Quel roman cherches tu?

mardi 16 septembre 2014

Quelques chroniques en quelques mots

Je vous présente ce soir quelques romans lus mais dont la chronique ne sera qu'un bref commentaire...
Appréciez les ou non, mais ces romans ont malgré tout une histoire.


En avril 1927, alors qu'elle vient de triompher dans sa première Norma parisienne, Carlotta Delmont disparaît. Fugue, suicide, enlèvement ? Pendant deux semaines, la police, la presse, le public et les proches de la cantatrice américaine s'interrogent. Jusqu'à ce qu'elle reparaisse et que leurs interrogations se reportent sur les raisons de sa fuite. Où était-elle pendant tout ce temps ? Avec qui ?

Carlotta a fait l'objet de tant de commentaires et de théories qu'elle est devenue, à son corps défendant, une légende vivante à la croisée des regards et des désirs. Elle va payer très cher son moment de faiblesse et devoir sacrifier une part d'elle-même pour sa liberté, à l'image de ses héroïnes préférées.
Voici un premier roman que je n'ai pas pu terminer. Pourtant très court, je n'ai pas du tout réussi à m'intégrer à la plume de l'auteur ni à l'histoire. Très rapidement j'ai décroché pour ne plus avoir envie de reprendre cette histoire.
Entre correspondance, narration et coupures de presse, j'ai malheureusement trouvé le temps beaucoup trop long avec ce roman.

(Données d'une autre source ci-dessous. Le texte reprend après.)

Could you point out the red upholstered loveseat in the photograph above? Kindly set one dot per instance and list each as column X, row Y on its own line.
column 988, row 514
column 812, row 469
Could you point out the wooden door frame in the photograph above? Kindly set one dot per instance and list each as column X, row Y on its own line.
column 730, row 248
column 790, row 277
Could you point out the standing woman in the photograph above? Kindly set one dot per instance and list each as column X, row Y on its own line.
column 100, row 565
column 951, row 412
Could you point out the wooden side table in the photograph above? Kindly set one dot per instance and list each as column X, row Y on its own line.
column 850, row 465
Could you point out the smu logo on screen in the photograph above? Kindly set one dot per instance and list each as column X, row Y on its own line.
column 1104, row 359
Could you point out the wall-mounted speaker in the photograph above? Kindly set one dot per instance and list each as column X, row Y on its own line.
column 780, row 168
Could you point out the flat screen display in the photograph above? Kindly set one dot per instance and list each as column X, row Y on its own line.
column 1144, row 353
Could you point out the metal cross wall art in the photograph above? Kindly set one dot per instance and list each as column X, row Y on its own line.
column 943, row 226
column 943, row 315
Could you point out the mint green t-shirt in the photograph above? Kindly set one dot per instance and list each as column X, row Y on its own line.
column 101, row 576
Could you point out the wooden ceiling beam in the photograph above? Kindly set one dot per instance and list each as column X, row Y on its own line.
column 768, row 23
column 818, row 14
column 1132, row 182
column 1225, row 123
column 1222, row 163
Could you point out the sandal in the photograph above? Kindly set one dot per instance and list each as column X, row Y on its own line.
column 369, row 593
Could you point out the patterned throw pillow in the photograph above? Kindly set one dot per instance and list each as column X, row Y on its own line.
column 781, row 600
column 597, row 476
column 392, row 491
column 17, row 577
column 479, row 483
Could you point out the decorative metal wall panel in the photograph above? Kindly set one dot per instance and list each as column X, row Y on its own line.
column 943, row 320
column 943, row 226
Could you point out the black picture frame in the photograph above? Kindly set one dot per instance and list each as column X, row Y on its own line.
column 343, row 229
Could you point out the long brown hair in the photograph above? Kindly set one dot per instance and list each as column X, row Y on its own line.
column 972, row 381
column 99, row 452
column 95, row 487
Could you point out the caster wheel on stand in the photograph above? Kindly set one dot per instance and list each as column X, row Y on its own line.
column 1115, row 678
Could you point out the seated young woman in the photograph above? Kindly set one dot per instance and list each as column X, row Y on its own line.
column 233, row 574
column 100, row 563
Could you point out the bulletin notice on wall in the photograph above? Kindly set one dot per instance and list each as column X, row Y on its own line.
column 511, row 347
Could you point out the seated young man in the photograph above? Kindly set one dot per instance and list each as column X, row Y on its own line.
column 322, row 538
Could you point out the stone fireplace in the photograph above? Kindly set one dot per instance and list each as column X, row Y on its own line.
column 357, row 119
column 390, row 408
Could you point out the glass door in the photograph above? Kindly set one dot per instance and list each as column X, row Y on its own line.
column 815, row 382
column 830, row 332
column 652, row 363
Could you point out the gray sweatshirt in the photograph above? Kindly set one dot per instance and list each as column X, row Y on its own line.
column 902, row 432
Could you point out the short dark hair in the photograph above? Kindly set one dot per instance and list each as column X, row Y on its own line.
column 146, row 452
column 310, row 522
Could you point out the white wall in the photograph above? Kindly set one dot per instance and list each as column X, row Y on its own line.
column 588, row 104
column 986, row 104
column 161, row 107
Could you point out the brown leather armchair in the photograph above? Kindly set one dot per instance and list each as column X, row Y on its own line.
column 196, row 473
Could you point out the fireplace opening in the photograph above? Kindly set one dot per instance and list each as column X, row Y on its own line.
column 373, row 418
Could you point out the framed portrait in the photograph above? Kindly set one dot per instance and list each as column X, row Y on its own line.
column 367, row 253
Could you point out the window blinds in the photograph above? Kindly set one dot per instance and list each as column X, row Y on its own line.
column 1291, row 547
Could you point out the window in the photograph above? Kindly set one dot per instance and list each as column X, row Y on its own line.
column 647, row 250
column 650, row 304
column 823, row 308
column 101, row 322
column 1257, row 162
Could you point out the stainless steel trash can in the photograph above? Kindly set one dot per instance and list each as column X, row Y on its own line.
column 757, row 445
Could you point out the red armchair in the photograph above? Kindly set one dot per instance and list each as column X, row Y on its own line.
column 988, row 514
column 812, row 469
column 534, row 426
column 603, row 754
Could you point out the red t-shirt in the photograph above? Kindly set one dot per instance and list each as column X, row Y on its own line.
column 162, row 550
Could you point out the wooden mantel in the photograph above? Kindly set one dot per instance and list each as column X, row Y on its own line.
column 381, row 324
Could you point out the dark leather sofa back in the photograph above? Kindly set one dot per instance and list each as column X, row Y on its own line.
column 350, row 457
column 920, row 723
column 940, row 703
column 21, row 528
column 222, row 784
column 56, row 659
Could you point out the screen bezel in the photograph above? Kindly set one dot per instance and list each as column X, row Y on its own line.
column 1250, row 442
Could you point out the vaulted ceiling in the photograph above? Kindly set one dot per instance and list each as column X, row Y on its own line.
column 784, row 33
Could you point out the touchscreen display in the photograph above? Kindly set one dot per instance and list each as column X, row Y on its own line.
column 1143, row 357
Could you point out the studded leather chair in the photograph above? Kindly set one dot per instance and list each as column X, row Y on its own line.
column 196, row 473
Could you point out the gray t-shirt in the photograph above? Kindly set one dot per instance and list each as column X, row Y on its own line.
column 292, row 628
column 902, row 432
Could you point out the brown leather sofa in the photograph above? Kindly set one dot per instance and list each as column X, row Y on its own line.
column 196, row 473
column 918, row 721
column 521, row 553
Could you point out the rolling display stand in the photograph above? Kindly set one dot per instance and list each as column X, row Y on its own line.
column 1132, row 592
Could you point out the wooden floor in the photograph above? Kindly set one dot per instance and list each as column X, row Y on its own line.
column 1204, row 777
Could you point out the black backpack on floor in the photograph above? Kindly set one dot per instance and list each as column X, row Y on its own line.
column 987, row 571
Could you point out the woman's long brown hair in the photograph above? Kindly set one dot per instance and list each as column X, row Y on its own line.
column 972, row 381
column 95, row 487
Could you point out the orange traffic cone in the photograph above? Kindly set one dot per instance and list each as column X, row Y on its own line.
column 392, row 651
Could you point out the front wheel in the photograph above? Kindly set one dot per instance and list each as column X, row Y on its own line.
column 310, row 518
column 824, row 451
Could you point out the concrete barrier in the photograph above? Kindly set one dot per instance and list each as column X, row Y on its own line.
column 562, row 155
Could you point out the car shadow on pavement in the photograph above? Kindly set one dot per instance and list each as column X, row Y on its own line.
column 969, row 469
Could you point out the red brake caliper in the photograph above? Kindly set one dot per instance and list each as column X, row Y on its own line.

Rome, été 1492. Une époque troublée pour la chrétienté, qui s'est rendue coupable quelques mois auparavant de promulguer l'édit décrétant l'expulsion de tous les Juifs d'Espagne. Mais la cité éternelle s'émeut moins de leur sort que de celui du pape, Innocent VIII, dont on dit qu'il est mourant. Cette nouvelle attise pourtant davantage les ambitions qu'elle ne suscite la prière.
Au service de la famille des Borgia depuis toujours, Francesca apprend la mort de son père (l'empoisonneur attitré de la famille) dans des circonstances douteuses. Commence alors pour elle une quête de vengeance, qui la pousse à prendre la suite de son père.
Ses recherches vont lui faire découvrir que l'expulsion des Juifs d'Espagne n'est que le prélude à des actes plus monstrueux encore et que le pape, à la santé déclinante, compte bien autoriser depuis le Vatican. Il s'agit à présent de le neutraliser, tout en aidant Rodrigo Borgia, son maître, à être élu pape par le conclave.
Ce roman semble être une petite pépite alors je vous présente ici un avant goût de mon avis. Oui j'ai lu une belle centaine de pages mais j'ai dû mettre ce roman de côté pour diverses raisons mais il me tarde vraiment de le reprendre et de m'y plonger.
La plume de l'auteur est sublime, incroyable et directement on est plongé dans l'histoire de Francesca pour laquelle j'ai beaucoup d'empathie.
En bref, si vous voulez en savoir plus, il faudra suivre mes aventures sur le blog car je compte le terminer prochainement.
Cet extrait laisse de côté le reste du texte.